Integrated Business Planning tops retailers’ wishlist
Retailers have always strategically planned for store growth, but too often they have lacked the proper processes to be able to assess how these activities impact the committed plan over a long enough horizon to make cost-effective trade-offs and establish contingency plans. The greatest benefits of IBP are the integration of business planning processes over this longer horizon and the transparency of plans. With IBP the senior executive team has an accurate and holistic view of the organisation over a 24 to 36-month rolling horizon, thus providing retailers the perfect platform to innovate and respond positively to changing conditions, in plenty of time.
Initially a Sales and Operations Planning (S&OP) tool, IBP has evolved over the past 30 years to extend the principles of S&OP throughout the supply chain, product and customer portfolios, customer demand and strategic planning, to deliver one seamless management process.
Powered by a monthly planning and review cycle, IBP has five sequential steps (see figure one):
- Product Portfolio Management Review
- Demand Management Review
- Supply Chain Review
- Integrated Reconciliation Review
- Management Business Review
Buying in to the process
So where does IBP in the retail environment begin? While everybody in the organisation needs to buy in to IBP, and commit to it, ultimately that commitment has to begin at the top. Failure to gain executive backing means the process is destined to fail. Then, process owners are needed for each of the five key monthly steps to fully embed the new model (see figure two).
Let’s look at each of these reviews in a little more detail.

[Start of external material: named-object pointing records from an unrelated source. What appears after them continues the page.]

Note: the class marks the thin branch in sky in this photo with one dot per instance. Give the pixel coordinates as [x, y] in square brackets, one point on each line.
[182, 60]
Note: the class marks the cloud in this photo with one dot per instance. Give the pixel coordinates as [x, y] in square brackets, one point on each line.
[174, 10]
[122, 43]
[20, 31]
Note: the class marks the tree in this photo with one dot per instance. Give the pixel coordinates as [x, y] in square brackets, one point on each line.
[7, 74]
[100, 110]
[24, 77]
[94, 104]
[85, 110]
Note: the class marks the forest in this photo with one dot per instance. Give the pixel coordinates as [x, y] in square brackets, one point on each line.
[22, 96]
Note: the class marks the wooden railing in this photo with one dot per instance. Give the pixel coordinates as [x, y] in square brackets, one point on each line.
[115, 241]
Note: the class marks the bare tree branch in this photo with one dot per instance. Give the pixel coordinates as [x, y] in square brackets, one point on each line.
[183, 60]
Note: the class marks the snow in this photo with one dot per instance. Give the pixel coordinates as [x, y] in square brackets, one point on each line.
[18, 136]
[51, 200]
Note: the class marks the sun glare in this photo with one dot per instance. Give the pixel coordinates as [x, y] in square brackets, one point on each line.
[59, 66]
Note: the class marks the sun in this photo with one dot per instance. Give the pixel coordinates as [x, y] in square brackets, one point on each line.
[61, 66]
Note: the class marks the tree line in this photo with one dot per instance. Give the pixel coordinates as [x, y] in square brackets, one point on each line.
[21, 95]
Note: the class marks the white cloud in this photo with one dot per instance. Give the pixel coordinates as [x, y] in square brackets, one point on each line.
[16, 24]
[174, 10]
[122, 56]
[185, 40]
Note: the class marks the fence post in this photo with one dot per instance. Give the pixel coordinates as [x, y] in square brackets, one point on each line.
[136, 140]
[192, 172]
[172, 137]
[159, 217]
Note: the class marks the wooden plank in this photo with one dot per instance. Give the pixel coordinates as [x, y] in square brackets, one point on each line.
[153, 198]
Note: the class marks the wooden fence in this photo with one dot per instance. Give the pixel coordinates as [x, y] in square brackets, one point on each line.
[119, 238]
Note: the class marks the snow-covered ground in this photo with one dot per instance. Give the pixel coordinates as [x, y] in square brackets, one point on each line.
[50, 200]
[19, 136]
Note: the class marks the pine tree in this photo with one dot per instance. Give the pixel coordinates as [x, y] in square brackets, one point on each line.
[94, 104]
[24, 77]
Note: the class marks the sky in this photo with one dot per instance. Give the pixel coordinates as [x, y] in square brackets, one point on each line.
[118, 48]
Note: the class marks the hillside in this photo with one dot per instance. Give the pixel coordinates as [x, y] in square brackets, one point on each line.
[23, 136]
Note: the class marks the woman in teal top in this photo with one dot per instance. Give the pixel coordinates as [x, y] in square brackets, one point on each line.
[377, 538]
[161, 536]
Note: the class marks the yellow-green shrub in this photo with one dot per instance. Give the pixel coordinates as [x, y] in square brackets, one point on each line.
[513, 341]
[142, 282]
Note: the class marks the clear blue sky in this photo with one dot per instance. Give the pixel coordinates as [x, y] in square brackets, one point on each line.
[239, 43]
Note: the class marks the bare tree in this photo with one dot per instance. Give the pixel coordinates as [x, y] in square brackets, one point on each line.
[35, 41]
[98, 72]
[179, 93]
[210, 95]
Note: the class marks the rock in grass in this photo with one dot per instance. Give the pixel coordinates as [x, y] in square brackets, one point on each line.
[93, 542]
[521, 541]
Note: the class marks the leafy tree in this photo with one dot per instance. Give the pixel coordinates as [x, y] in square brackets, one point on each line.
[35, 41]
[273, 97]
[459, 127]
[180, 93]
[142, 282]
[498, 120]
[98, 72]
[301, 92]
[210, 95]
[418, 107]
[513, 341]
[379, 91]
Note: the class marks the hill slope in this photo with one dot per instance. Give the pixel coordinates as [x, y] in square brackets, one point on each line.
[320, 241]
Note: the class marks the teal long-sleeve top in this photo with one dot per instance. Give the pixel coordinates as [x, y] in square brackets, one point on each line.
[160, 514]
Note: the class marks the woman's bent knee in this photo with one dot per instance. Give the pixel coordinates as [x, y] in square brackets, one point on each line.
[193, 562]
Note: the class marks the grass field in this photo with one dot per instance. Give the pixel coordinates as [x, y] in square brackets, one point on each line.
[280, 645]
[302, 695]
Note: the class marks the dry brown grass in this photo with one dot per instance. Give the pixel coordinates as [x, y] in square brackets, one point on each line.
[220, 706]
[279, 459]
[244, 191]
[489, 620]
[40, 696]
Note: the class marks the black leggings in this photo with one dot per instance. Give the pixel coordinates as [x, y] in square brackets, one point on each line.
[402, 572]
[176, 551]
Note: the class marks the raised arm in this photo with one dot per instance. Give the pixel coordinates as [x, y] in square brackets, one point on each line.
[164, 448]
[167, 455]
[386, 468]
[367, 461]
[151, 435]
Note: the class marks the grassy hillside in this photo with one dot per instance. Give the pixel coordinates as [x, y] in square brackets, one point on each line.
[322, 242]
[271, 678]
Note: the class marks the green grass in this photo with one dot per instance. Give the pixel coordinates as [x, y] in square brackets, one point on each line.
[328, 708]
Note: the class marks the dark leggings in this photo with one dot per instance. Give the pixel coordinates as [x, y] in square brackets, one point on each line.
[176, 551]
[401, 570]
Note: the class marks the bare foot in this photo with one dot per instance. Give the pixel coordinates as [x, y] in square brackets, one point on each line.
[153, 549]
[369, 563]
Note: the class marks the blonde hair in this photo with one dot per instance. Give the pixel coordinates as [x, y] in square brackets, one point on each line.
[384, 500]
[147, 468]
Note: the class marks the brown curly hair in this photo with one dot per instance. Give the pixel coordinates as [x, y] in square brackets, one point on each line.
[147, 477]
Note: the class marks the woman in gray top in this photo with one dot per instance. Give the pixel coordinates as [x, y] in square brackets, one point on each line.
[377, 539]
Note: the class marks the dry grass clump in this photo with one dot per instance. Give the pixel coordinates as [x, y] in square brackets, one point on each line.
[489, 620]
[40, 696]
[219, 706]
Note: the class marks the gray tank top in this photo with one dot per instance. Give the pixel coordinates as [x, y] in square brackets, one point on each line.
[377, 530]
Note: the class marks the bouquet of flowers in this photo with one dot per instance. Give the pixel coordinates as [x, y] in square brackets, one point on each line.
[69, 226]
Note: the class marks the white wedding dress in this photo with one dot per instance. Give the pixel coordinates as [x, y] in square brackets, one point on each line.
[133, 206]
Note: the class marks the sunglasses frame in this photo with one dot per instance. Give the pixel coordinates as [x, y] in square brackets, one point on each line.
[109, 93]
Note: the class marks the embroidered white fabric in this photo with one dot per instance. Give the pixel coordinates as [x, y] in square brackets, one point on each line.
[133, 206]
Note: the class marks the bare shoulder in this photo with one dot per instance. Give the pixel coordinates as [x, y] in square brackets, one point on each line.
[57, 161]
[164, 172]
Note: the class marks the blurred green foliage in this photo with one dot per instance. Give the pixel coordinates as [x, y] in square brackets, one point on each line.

1. The Product Management Review
The primary purpose of the product management review is to plan and manage product portfolios, including new product launches, pricing strategies, seasonal event plans, and financial appraisals of margin goals. As with any best-in-class IBP review meeting, primary focus should be on exceptions, and making strategic decisions; centring on events and plans with planning horizons of four to 24 months.
2. Demand Review?
The IBP demand review meeting typically occurs two to four days after the product management review. The primary purpose of the demand review is to reach consensus on the demand plans and forecasts, by merchandising category, store format and online sales, with a rolling planning horizon of a one to 24 months at an aggregate product level. Crucially, this is when actions are developed to close gaps or exploit opportunities to drive more sales.
3. Supply Review:
The supply review meeting is the next sequential step, typically two to four days after the demand review. The main objective of the supply review is to assess the retail supply chain capabilities for store-level, as well as distribution centre order fulfilment, over a rolling planning horizon of one to 24 months at an aggregate product level.
4. Integrated Reconciliation and Financial Appraisal:
The integrated reconciliation (IR) step is used to resolve issues discovered during the monthly IBP review cycles. The goal of the IR step is to resolve as many issues as possible without having to escalate them to the executive-level MBR. For issues that are not resolved prior to the MBR, the IR team members will formally define the issue, broker solution alternatives, and ensure recommendations are provided to the senior executives at the MBR for so they can make an informed decision.
5. Management Business Review:
The MBR is a decision-making meeting, focused on a rolling business horizon of four to 24 months. The highest level executive in the retail organisation, typically the CEO, president, or general manager, is the executive sponsor and process owner of the MBR. Attendees are the process owners of each review, and include the CFO as well as the IBP process leader.
Collaboration in the bag
Leading companies who continue to migrate towards excellence in business processes and strengthen their supply chain are realising the benefits of linking two leading supply chain best practices together: Integrated Business Planning and Collaborative Planning Forecasting and Replenishment (CPFR®).
While CPFR® is the leading external collaboration tool - covering a lot of details, with a near-term planning horizon of weeks/months - IBP is a powerful internal management process, looking at the wider strategy and focusing on the long-term 18-24 month rolling horizon. By linking these two successful tools, each becomes even more effective, and the collaborative benefits even greater. Not only is it the logical step in improving forecast accuracy and supply chain collaboration, it provides early warning of demand and supply synchronisation issues between partners, allowing them to work together to develop win-win solutions.